И только сердце колотилось в груди, когда он стоял одной ногой на педали велосипеда, другой – на крыше здания. Он закрыл глаза и медленно выдохнул через нос, стараясь успокоить сердцебиение и замедлить дыхание.
«Ты уже там, – говорил он себе. – Уже все сделано. Прочувствуй каждый дюйм полета. Посмотри, как колеса идеально приземляются, и ты резко разворачиваешь велосипед, чтобы его не отбросило в сторону».
Нет, это плохая картинка, от нее нужно немедленно избавиться. Это похоже на старую шутку: «Не думай о розовом слоне». И вот ты уже не видишь ничего, кроме розового слона.
Кэл сменил направление мысли: он видел, как крутит педали, стремительно летит, приземляется, – новая победа.
Внутренним зрением он видел себя летящим. Летящим, как орел. Он может это.
Медленно и спокойно Кэл открыл глаза и сжал руль.
«Вперед».
Он рванул вниз, неистово крутя педали, глазами впившись в точку приземления, а не в быстро сокращавшееся расстояние и не в кучу хлама между крышей и контейнером. Быстрее, быстрее… и уже в воздухе он изо всех сил рванул переднее колесо велосипеда вверх.
Он летел над мусором, лицо растягивалось в улыбку абсолютной радости. Да! Он сделал это…

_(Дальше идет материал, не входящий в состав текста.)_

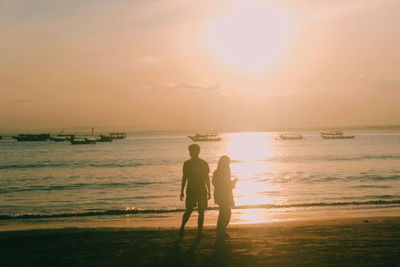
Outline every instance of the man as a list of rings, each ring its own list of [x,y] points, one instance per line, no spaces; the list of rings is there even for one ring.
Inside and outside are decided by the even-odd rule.
[[[207,162],[199,158],[200,146],[192,144],[189,147],[190,159],[183,164],[183,175],[181,184],[181,201],[185,197],[184,189],[186,187],[186,211],[183,214],[182,225],[179,230],[179,236],[183,237],[185,225],[197,205],[199,218],[197,221],[197,236],[201,237],[204,222],[204,212],[207,209],[207,201],[211,198],[210,191],[210,171]]]

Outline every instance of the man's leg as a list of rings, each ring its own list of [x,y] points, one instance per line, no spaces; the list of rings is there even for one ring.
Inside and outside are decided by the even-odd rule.
[[[197,219],[197,235],[201,235],[201,232],[203,231],[203,223],[204,223],[204,209],[199,208],[199,218]]]
[[[193,208],[188,208],[185,210],[185,213],[182,216],[182,225],[181,229],[179,230],[179,236],[183,236],[183,232],[185,231],[185,225],[188,222],[190,215],[192,215]]]
[[[199,213],[199,218],[197,219],[197,235],[201,236],[203,231],[203,223],[204,223],[204,212],[207,209],[207,195],[204,195],[198,199],[197,211]]]
[[[190,215],[192,215],[193,212],[193,207],[194,207],[194,202],[189,196],[186,196],[186,210],[185,213],[183,213],[182,216],[182,224],[181,224],[181,229],[179,230],[179,236],[183,236],[183,233],[185,231],[185,225],[188,222]]]

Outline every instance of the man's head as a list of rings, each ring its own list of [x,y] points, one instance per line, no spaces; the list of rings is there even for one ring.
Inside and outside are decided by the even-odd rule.
[[[198,158],[200,154],[200,146],[198,144],[191,144],[189,147],[189,154],[190,157],[193,158]]]

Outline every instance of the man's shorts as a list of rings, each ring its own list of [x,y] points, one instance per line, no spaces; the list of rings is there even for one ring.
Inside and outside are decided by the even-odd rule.
[[[208,206],[207,194],[187,194],[186,209],[192,209],[197,206],[198,210],[206,210]]]

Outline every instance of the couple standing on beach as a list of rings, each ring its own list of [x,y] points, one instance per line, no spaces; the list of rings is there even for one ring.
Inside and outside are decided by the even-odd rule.
[[[211,199],[211,187],[209,178],[209,167],[206,161],[199,158],[200,146],[192,144],[189,146],[190,159],[183,164],[183,175],[180,199],[183,201],[186,187],[185,213],[182,218],[182,225],[179,236],[183,237],[185,225],[197,205],[199,213],[197,221],[197,236],[202,235],[204,212],[207,209],[208,200]],[[231,218],[231,206],[235,206],[232,189],[235,187],[237,179],[231,180],[231,170],[229,167],[230,158],[222,156],[218,160],[217,169],[214,171],[212,183],[214,186],[214,202],[219,206],[217,222],[217,237],[227,237],[226,228]]]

Переднее колесо преодолело расстояние.
Заднее – нет.
Все произошло так быстро, что Кэл даже не успел испугаться. Велосипед тяжело приземлился на кучу старых матрасов и прочего хлама, который он кропотливо таскал сюда в течение нескольких недель.
Он осторожно пошевелился, – похоже, все цело. Кровь текла из глубокой царапины на лице, и все тело болело, но это ерунда.

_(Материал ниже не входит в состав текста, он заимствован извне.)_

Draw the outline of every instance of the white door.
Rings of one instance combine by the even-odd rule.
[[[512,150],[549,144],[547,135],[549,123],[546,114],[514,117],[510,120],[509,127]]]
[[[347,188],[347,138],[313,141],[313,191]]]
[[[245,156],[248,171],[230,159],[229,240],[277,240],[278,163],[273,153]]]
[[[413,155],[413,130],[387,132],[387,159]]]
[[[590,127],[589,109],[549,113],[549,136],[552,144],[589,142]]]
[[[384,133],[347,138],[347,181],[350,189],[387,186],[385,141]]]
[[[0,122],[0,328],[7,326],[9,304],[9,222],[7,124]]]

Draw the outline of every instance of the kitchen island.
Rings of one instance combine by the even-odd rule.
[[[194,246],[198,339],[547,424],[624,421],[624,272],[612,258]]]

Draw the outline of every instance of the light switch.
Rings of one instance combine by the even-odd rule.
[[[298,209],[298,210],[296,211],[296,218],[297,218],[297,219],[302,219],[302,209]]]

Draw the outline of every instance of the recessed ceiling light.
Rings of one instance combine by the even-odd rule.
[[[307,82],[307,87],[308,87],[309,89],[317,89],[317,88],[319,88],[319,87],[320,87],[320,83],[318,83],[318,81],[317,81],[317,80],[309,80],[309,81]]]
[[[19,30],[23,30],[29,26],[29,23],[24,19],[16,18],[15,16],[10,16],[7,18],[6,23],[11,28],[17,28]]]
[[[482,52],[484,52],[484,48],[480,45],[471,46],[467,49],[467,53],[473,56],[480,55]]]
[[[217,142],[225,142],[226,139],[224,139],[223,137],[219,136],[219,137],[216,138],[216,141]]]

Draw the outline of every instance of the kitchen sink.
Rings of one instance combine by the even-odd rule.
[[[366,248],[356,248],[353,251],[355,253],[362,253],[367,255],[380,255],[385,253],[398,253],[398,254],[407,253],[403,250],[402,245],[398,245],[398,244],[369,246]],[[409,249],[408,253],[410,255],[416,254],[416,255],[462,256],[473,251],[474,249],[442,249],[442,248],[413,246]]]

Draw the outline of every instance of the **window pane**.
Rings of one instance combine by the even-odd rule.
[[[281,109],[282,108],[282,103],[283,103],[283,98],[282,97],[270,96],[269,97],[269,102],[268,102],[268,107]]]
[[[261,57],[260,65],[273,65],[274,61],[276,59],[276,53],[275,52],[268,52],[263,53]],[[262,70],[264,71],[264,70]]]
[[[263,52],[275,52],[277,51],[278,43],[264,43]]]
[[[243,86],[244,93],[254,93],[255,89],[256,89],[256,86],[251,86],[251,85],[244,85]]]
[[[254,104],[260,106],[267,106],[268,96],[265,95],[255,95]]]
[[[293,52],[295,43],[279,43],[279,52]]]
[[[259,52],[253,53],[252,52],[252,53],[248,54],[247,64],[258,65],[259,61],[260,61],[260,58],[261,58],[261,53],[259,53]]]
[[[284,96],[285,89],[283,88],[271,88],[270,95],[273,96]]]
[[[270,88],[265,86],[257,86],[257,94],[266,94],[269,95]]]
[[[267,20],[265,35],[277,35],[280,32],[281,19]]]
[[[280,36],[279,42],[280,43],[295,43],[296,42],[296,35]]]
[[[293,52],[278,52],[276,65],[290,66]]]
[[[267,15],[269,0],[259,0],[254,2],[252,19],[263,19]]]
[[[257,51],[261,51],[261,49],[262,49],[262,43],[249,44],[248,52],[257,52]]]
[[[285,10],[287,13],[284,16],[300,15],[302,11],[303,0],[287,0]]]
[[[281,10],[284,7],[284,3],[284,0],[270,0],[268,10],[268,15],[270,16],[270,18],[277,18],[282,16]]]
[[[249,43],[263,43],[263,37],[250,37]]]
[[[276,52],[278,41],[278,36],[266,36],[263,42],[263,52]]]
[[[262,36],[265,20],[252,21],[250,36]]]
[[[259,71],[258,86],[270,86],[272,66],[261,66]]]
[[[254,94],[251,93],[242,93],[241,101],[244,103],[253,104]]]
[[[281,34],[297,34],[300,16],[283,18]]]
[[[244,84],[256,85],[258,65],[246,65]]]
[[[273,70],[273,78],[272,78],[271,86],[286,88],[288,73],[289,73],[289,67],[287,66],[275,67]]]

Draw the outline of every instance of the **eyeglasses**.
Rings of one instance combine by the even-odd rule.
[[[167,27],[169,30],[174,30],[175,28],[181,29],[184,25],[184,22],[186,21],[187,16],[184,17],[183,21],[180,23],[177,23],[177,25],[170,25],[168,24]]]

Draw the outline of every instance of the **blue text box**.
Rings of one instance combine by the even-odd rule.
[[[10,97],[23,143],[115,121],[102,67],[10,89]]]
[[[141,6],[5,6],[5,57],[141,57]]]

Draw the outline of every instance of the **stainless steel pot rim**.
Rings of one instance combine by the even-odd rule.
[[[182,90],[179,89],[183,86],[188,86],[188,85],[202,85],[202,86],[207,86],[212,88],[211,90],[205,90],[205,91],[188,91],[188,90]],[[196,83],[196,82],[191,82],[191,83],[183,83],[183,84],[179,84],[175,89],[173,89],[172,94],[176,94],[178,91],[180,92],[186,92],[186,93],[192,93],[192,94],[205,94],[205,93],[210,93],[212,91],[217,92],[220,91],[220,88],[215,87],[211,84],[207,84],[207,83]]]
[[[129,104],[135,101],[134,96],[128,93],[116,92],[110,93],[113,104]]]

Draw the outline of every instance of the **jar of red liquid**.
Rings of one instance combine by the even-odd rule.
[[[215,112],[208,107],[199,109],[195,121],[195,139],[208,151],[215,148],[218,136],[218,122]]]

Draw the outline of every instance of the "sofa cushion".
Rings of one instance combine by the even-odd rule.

Велосипед тоже пострадал. Но и после более тяжелых поражений он неизменно доставлял своего хозяина домой.
– Черт! – выругался Кэл, выбираясь из кучи хлама со своим велосипедом. Он не собирался рассказывать родителям, где и при каких обстоятельствах получил травмы.
Он наскоро обследовал себя: несколько синяков и порезов на лице и теле – пустяки, даже царапина на ноге перестала сочиться кровью. И байк был в норме – так, несколько вмятин, но на ходу. Хорошо. Кэл поднял голову, посмотрел на небо и улыбнулся, различив маленькую точку: орел. Однако… папе с мамой ничего не надо знать об этом. Кэл еще немного посидел, наблюдая за орлом.

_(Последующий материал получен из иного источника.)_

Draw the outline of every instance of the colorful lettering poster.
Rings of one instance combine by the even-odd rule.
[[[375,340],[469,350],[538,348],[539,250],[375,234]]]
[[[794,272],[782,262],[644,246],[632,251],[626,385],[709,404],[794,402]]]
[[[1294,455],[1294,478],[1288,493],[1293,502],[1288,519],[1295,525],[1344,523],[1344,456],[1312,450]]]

Уже начали сгущаться сумерки, и тени вытянулись, когда он подъезжал к обшарпанному многоквартирному бараку, который называл своим домом. По дороге за велосипедом клубилась желтоватая пыль. Здесь все было покрыто густым слоем золотистой пыли, и лишь веревки с цветными флажками, натянутые над дорогой, оживляли унылую блеклость пейзажа.
К Кэлу вернулось привычное хорошее расположение духа, и он уже проанализировал, что сделал неверно, и понял, как в следующий раз исправить все ошибки и приземлиться успешно. В конце концов, это была лишь первая попытка. Каллум Линч не трус. Завтра он повторит попытку снова… или, поправил сам себя Кэл, когда родители позволят ему снова сесть на велосипед.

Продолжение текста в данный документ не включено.